As this was a cross-sectional study, causation was not able to be established. This adult running sample was relatively small and consisted of younger adult runners, limiting extrapolation to the greater adult running community. This population of runners self-reported only select RRIs, thus, our findings may not necessarily translate to other RRI diagnoses. Finally, this sample was predominately white and consisted of runners undergoing an injury prevention evaluation in a small geographic area, and as such the findings should be interpreted in the context of these limitations.

CONCLUSION

Intentional weight-loss for the purposes of improving athletic performance and lower FMS™ scores were each associated with a history of running related injury for both adult and adolescent runners, suggesting these risk factors are important across age groups. As such, these factors may represent targets for the prevention of adult and adolescent RRIs.


Funding Sources

None.

Acknowledgements

We would like to thank Dr. Adam Tenforde for providing feedback and input during manuscript preparation.

Conflicts of Interest

Dr.

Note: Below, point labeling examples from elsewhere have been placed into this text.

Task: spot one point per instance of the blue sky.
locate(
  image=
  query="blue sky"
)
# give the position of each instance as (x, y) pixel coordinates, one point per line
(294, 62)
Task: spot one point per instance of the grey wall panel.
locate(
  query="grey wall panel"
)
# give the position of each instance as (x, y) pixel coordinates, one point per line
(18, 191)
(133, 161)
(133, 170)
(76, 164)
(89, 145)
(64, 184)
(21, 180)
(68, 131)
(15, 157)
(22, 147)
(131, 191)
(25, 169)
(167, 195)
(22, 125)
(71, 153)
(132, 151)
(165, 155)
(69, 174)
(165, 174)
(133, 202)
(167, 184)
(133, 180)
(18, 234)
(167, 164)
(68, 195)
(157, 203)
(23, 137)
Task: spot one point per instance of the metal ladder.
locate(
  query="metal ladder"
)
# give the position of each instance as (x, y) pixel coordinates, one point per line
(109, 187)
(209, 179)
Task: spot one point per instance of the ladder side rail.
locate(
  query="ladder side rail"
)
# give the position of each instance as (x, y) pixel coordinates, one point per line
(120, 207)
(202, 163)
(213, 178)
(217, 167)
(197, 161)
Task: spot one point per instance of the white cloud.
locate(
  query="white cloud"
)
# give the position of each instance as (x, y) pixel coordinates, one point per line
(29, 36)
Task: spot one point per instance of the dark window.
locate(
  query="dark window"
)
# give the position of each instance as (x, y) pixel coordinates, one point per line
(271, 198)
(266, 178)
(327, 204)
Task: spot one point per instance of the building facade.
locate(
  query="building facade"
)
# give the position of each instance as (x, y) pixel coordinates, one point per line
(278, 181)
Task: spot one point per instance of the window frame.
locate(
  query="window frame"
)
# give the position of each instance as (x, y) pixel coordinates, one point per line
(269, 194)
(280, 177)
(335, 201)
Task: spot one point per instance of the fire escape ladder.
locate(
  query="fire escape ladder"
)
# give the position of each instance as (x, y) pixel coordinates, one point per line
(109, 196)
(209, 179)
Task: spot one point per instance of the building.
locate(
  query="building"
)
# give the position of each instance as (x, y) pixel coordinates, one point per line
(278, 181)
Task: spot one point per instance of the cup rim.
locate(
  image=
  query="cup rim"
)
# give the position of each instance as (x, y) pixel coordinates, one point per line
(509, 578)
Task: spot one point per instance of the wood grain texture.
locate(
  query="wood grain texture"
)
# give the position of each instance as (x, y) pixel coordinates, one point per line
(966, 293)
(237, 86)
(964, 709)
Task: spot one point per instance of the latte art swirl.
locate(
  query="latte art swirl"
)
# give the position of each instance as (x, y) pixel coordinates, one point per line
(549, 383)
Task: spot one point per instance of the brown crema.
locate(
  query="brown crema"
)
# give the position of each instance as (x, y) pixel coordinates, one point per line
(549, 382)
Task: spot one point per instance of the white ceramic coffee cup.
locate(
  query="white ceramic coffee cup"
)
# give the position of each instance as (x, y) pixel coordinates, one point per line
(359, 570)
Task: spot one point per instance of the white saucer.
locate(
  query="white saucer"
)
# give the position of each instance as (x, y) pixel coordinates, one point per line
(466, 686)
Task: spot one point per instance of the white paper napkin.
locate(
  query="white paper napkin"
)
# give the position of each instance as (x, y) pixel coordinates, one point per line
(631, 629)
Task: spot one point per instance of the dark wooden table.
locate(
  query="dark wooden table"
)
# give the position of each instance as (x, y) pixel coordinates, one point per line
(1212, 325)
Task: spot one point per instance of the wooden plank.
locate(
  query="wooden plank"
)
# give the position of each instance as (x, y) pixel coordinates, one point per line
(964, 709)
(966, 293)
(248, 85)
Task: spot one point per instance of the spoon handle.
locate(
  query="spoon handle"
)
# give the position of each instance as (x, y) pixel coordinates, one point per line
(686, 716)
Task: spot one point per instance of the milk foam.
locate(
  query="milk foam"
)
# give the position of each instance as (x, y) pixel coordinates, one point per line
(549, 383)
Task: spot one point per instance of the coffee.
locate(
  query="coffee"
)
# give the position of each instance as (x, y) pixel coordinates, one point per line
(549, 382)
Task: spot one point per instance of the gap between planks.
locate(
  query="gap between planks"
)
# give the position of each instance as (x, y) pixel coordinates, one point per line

Meehan receives royalties from 1) ABC-Clio publishing for the sale of his books, Kids, Sports, and Concussion: A guide for coaches and parents, and Concussions; 2) Springer International for the book Head and Neck Injuries in Young Athlete and 3) Wolters Kluwer for working as an author for UpToDate. His research is funded, in part, by philanthropic support from the National Hockey League Alumni Association through the Corey C. Griffin Pro-Am Tournament and a grant from the National Football League. Dr. DeJong Lempke is an Associated Personnel with Boston Children’s Hospital, and continues to collaborate on studies at this institution. She has pending grant funding from VALD Performance for a separate project.